I distinctly remember the last time I wrote about "curveballs." I had just arrived home from my best friend's wedding in Utah and had taken a 4th pregnancy test only to receive the same answer that I was pregnant. In disbelief, Tim and I looked at the positive sign in our tiny Peoria apartment, wondering how we were going to have another baby since we had just had a baby 3 months earlier.
I typed the words: Sometimes life throws you curveballs; just don't let them knock you down.
Life has thrown quite a few curveballs at us in recent months. Some good, some bad, some already forgotten. Somehow we are still standing, even though several curveballs have gotten close enough to knock us down. Tonight as I repeated some of my fears and concerns to Tim, I could feel my chest tighten with anxiety, but then almost as quickly as the anxiety filled my chest, peace filled my heart, and I remembered these thoughts from 5 years ago.

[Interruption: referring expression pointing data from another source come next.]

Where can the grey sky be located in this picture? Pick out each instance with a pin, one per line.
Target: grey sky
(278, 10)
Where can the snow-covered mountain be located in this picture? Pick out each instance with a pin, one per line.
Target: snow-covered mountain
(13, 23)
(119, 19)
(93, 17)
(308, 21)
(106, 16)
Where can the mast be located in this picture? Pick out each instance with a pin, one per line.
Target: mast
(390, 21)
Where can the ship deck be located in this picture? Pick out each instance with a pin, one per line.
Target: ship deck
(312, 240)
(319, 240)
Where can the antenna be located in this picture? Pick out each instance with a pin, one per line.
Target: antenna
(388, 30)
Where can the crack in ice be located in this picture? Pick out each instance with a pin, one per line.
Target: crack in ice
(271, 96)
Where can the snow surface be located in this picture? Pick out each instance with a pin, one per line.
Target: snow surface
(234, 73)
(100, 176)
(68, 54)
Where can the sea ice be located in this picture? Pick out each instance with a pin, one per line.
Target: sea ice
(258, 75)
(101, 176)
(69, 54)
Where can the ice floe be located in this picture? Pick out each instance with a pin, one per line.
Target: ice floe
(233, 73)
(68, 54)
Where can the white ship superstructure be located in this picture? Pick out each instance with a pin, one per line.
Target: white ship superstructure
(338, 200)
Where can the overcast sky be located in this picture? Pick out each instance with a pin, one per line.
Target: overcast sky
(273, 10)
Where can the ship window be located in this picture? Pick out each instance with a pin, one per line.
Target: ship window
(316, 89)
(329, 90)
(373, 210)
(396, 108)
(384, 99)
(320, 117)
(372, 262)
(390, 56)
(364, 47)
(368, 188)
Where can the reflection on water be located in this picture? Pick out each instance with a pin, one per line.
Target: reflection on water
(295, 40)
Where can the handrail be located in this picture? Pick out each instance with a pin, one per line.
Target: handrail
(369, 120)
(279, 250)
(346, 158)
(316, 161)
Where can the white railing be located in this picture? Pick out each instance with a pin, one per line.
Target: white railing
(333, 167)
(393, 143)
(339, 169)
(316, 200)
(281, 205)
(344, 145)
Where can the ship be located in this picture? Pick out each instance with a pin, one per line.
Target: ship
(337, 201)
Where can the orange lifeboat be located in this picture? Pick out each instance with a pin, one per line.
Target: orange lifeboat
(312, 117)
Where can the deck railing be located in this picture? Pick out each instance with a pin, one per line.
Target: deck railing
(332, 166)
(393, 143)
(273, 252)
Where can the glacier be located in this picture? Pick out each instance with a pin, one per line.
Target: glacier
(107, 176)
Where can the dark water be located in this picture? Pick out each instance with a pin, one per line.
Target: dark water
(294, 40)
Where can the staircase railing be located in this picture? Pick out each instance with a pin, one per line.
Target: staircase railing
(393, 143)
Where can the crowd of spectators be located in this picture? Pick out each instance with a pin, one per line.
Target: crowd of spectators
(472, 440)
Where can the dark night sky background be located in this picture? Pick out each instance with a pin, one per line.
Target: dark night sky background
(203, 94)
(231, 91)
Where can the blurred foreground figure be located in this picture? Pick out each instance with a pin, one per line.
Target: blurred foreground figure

What I didn't know when I looked at those pregnancy tests was that I would miscarry several weeks later. I didn't know that my heart would shatter in a million pieces following that miscarriage. I didn't know that I could experience postpartum depression after a miscarriage. I didn't know I would doubt God, religion, and life. I didn't know I would stop believing in everything all together for a time and wallow in a very dark place. And I didn't know that I would somehow find the ability to push forward until I could breathe again.
I didn't know any of that when I wrote those words. I think I wrote them trying to will my brain into believing them. It didn't totally work. But I believe it now. I believe life has a way of working out, even if that means we feel pain for a bit. Things will be okay. I have faith in God. I believe He has faith in me. He will guide me through the spinning curveballs and lead me to where I need to be. He always has.